An Interview of Thierry Lelaure, VP of Sales (Europe) at Cognex Corporation. By Milton D'silva.
What are the most recent developments in machine vision at Cognex?
Common machine vision application examples include guiding a robot to put a windshield in a car, aligning a screen on a smartphone, reading alphanumeric codes and barcodes on packages, gauging or measuring the width of an automotive break pad, or inspecting electronic components for defects.
The potential for machine vision inspection is growing rapidly due to developments in deep learning based vision. Tasks that were very difficult or impossible to perform with state-of-the-art rules-based vision a few years ago are now possible using deep learning techniques. This has the potential to broaden our market significantly and replace millions of visual inspectors in coming years.

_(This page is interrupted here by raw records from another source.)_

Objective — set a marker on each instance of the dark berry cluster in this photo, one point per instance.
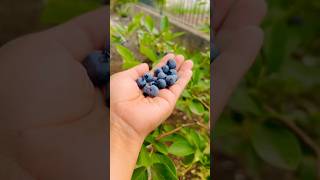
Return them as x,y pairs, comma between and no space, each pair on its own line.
97,66
164,77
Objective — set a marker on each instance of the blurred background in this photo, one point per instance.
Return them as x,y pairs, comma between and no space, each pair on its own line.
271,126
145,31
21,17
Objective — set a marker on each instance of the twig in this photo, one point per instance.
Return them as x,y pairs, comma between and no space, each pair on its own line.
300,133
174,130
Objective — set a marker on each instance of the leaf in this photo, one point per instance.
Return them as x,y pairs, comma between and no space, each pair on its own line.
148,52
161,172
127,56
149,23
181,148
140,174
307,169
161,147
276,46
144,158
196,107
164,24
277,146
159,158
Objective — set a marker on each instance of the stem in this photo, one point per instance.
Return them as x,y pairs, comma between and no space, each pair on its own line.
301,134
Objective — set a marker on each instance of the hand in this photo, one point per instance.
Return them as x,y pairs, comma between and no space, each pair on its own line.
133,115
53,119
143,114
239,39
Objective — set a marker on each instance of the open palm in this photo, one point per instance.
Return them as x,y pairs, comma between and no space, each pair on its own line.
144,114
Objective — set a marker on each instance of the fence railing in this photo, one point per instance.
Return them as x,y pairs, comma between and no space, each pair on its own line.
195,13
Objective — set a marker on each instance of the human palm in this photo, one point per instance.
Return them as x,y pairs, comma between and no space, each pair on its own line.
144,114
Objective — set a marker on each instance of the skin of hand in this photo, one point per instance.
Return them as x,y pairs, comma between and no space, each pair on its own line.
53,120
134,116
238,37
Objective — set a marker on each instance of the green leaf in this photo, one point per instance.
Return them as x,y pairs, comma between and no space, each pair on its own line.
161,172
196,107
149,23
140,174
307,169
127,56
277,146
144,158
148,52
59,11
159,158
276,46
243,103
195,139
181,148
161,147
164,24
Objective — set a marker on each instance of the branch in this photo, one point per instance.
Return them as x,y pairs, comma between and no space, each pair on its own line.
300,133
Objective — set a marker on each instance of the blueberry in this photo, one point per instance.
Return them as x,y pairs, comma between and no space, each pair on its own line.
171,63
97,67
157,71
161,83
146,89
154,91
165,69
162,75
172,72
141,82
148,77
152,83
171,79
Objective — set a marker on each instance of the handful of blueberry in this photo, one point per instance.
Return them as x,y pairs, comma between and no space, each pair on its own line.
164,77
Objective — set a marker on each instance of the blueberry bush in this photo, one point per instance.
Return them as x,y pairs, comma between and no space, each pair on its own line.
179,148
271,125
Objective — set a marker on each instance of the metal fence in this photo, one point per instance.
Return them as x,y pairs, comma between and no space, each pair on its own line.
195,13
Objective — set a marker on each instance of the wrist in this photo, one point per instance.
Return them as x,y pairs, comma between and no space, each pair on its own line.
123,131
125,144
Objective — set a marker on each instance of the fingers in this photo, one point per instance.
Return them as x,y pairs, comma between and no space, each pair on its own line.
220,11
137,71
173,93
83,34
231,65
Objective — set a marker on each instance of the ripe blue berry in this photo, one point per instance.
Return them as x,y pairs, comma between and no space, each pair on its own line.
162,75
146,89
165,69
171,79
152,83
157,71
97,66
148,77
172,72
154,91
141,82
161,83
171,63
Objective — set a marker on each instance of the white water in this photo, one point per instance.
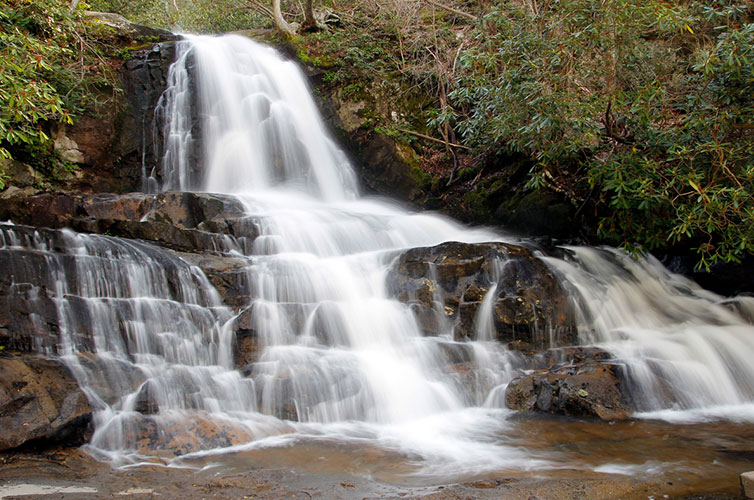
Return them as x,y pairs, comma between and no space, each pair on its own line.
341,361
353,361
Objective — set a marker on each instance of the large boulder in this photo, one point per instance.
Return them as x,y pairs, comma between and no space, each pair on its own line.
40,403
586,384
449,283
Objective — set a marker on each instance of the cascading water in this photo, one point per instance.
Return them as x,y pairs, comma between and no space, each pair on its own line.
687,351
341,360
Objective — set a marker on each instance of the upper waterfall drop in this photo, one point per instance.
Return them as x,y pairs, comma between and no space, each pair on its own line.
238,118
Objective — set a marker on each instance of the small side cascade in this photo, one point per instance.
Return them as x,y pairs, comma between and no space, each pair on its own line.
687,352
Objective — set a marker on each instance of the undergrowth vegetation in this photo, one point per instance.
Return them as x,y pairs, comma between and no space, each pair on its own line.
50,71
641,114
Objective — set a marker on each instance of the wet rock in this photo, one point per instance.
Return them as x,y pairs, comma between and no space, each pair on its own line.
40,403
747,484
170,436
449,282
581,387
137,149
229,276
128,30
190,222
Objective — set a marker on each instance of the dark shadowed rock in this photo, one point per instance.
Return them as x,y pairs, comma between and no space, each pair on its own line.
189,222
449,283
583,385
40,403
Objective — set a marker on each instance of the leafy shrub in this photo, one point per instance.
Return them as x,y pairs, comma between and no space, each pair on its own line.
644,107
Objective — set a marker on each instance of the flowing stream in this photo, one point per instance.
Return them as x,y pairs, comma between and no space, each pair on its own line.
341,362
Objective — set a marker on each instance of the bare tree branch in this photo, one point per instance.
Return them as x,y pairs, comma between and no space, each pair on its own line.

Today, tens of thousands of people perform difficult, tedious and error-prone visual inspections for flaws and defects on electronic components and subsystems which will be done more reliably and at lower cost in the future with deep learning-based machine vision.
In a world where lights-out manufacturing, plants without human operators, is increasingly something being envisioned, deep learning vision is perhaps the most important single technology in getting there.
SUALAB brings considerable IP, engineering expertise and market coverage in the area of AI and deep learning-based vision inspection. The acquisition of SUALAB accelerates the opportunity for Cognex to solve challenging inspection applications in factories, which (until now) could only be done by large teams of human visual inspectors. Additionally, SUALAB expands Cognex’s presence in Asia, which is the world’s largest and fastest-growing market for deep learning-based vision.
The addition of SUALAB’s engineering team and intellectual property significantly enhances Cognex’s existing deep learning capabilities acquired from ViDi Systems in April of 2017. We now have the world’s largest team of highly skilled AI and deep learning engineers specialising in industrial machine vision applications. This special domain knowledge provides immense value to Cognex in one of our fastest-growing markets.
What are the factors that will assist machine vision market growth in the near future?
There are several macro-trends driving future adoption of machine vision.
The first is rising wages. Factory workers are paid more and hourly wages are rising faster than productivity in most factories. Customers often can find the staff they need to run their factories.
There's also a desire for faster throughput. Every company wants to get more production out of its lines and wants to increase the number of different products they make on each line.
There’s an ever-increasing emphasis on quality. The cost of quality is being measured more actively and vision is an increasingly important means to measure, understand, and improve it.
Traceability is an area where our customers are concerned about the loss of revenue and reputation that comes with diversion and counterfeiting of their products. Machine vision technology is increasingly applied to read and validate unique identifiers on products to prevent counterfeiting and diversion.
Next, products and their components are getting smaller and smaller. Successive generations of electronics of becoming too small for human hands to assemble, so their processes are becoming automated and manufacturers increasingly seek to apply barcodes to all components. The barcodes they apply can be the width of a human hair, too small to see with the naked eye, and often only readable with machine vision.
A similar dynamic exists in our own machine vision products, which like all technology, is becoming smaller, less expensive, more powerful, and easier to use and integrate. 10 years ago, the cost and complexity of implementing machine vision meant it was only adopted by very sophisticated customers with large highly-skilled engineering teams, primarily in the semiconductor, automotive, and electronics industries. Today, entry level machine vision products can be purchased for as little as $1,000 and set up by almost anyone. This has led to their rapid adoption by manufacturers of food, beverage, and consumer products.
And lastly, there’s a trend known as the Amazon effect. The retail industry is being disrupted by e-commerce where the ability to deliver rapidly and cost-effectively is defining who wins. Amazon now ships over ten billion packages a year, is forward and backward integrating into air freight and local delivery, and competitors are investing billions in logistics infrastructure and automation to remain relevant.
What are the emerging trends in machine vision applications due to greater adoption of industry 4.0?
Manufacturers want easy access to data collected from the factory floor. Cognex vision systems are used in the manufacture of over 2 billion products a day, capturing and analysing multiple digital images of each of them. We're focused on connecting our vision systems to help customers access this data in real time to make more informed decisions and help with things like predictive maintenance, remote monitoring and device management.
How is the impact of Covid-19 likely to shape the trends in machine vision?
Manufacturers are increasingly interested in how robotics and automation can help their business, both from a production and workforce augmentation standpoint. Machine vision is an efficient and effective way for manufacturers to automate processes such as visual inspection and defect detection.
Ecommerce was one of the fastest growing markets for machine vision before the pandemic. Demand in this market is increasing even faster now due to social distancing, as consumers are ordering more goods online to avoid shopping in-person. As a result, e-retailers are turning to technology to help them be as efficient as possible in their distribution efforts.
Many companies are also looking at their manufacturing operations to see how they can become more flexible and agile with the packaging of products so they can go straight-to-consumer, because there isn’t time for products to be tied up in the logistics chain.